Julie miró a Todd, y dijo:
– Os parecéis lo suficiente como para que sepa quién eres. El infame Todd Aston III. Es mi día de suerte. Dos sabandijas por el precio de una. El mentiroso y el hombre que tiene miedo de hacer su propio trabajo sucio. Vuestras madres deben de estar orgullosas.
– No esperaba verte de nuevo -dijo Ryan.
– Es una cuestión de echarte el lazo -dijo Todd-. ¿Verdad?
– Me preguntaba por qué tu tía creía necesario ofrecer dinero para que alguien se casara contigo -dijo Julie-. Pensaba que la razón sería algún defecto físico, pero ahora me doy cuenta de que el fallo está en tu personalidad. Eso es mucho más difícil de arreglar entonces miró a Ryan- Tengo que hablar contigo en privado. Ahora me viene bien.
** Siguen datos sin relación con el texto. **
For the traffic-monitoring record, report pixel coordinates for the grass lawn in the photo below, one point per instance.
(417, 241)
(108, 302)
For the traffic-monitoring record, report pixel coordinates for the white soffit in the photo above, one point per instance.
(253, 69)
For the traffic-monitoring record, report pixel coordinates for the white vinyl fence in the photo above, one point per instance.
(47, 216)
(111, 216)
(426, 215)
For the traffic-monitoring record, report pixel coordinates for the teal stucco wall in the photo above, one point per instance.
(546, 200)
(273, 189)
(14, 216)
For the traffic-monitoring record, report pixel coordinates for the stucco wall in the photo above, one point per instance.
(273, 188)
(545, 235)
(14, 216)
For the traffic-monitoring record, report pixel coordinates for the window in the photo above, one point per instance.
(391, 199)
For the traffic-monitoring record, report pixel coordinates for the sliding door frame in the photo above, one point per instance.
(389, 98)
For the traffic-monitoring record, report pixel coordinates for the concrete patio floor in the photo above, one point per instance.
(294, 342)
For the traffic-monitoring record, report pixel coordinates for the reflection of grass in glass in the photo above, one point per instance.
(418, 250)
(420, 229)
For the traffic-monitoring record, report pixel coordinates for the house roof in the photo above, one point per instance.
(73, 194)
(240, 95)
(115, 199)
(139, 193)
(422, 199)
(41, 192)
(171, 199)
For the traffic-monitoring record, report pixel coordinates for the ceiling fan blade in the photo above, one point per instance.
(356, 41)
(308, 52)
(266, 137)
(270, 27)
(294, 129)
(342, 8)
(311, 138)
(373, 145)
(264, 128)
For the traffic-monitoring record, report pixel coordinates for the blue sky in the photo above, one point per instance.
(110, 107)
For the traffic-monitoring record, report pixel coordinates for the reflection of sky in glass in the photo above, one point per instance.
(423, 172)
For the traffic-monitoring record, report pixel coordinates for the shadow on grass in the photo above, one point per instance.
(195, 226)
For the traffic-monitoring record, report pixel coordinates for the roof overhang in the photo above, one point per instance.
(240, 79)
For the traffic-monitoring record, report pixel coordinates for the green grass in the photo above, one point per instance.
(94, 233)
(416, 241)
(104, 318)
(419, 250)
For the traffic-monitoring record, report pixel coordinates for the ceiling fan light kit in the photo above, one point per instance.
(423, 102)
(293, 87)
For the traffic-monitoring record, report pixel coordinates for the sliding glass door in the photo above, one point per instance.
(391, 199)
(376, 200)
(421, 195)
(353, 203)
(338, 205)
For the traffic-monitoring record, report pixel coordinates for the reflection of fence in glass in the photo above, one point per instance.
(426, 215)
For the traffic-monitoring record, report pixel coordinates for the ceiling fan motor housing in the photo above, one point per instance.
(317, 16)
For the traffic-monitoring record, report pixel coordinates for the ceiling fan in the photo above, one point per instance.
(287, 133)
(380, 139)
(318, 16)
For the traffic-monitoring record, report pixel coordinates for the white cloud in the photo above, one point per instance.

Todd se puso en pie y levantó ambas manos.
– Me marcho -le dijo a Ryan-. Más tarde podrás tratar de explicarme qué era exactamente lo que echabas de menos.
Y, sin más, se marchó. Ryan señaló la silla vacía, al otro lado de la mesa.
– Siéntate -dijo.
Julie vaciló un instante, pero obedeció. La rabia que salía de su cuerpo era palpable.
– Te he llamado -dijo él, sabiendo que no serviría de nada.
– Recibí los mensajes.
– ¿Y la cesta?
– No he venido por eso.
– No me diste las gracias.
– ¿Perdón? Eres tú el que mintió. ¿Diste por hecho cosas horribles sobre mí y me mentiste sobre quién eras y ahora intentas hacerme sentir culpable porque no te envié una nota de agradecimiento?
– Yo…
Julie se puso en pie, lo cual le obligó a él a hacer lo mismo.
– Me mentiste -repitió ella-. No me gustan los mentirosos. Podría haber tolerado cualquier otra cosa, pero no. Eso habría sido demasiado fácil.
– Estabas allí por el dinero -dijo él en un intento desesperado por defenderse.
– Oh, por favor. Estaba allí porque había descubierto que tenía una abuela y aún sigo pensando que quiero llevarme bien con ella. Nunca se trató del dinero y lo sabes. Eso es lo que más me molesta, Ryan. Lo sabes todo. Conectamos increíblemente. Aquella noche fue… -se detuvo y tragó saliva-. Olvídalo.
– Julie, no hagas esto. No me des la espalda. Tienes razón. Fue una noche fantástica. Mágica. Eso no me ocurre con mucha frecuencia. ¿Y a ti? ¿Vas a ignorar eso por un simple error?
– Me mentiste sobre tu identidad sólo para hacerme daño. Con magia o sin ella, ésas no son cualidades que busco en un hombre.
– ¿Y por qué estás aquí?
– Estoy embarazada. Nos acostamos y no usamos protección. Ni siquiera lo hablamos, lo cual es una estupidez, pero aquí estamos. Mi excusa es que llevaba más de un año sin tener una relación y no estaba tomando nada. No fingiré saber cuál es tu excusa.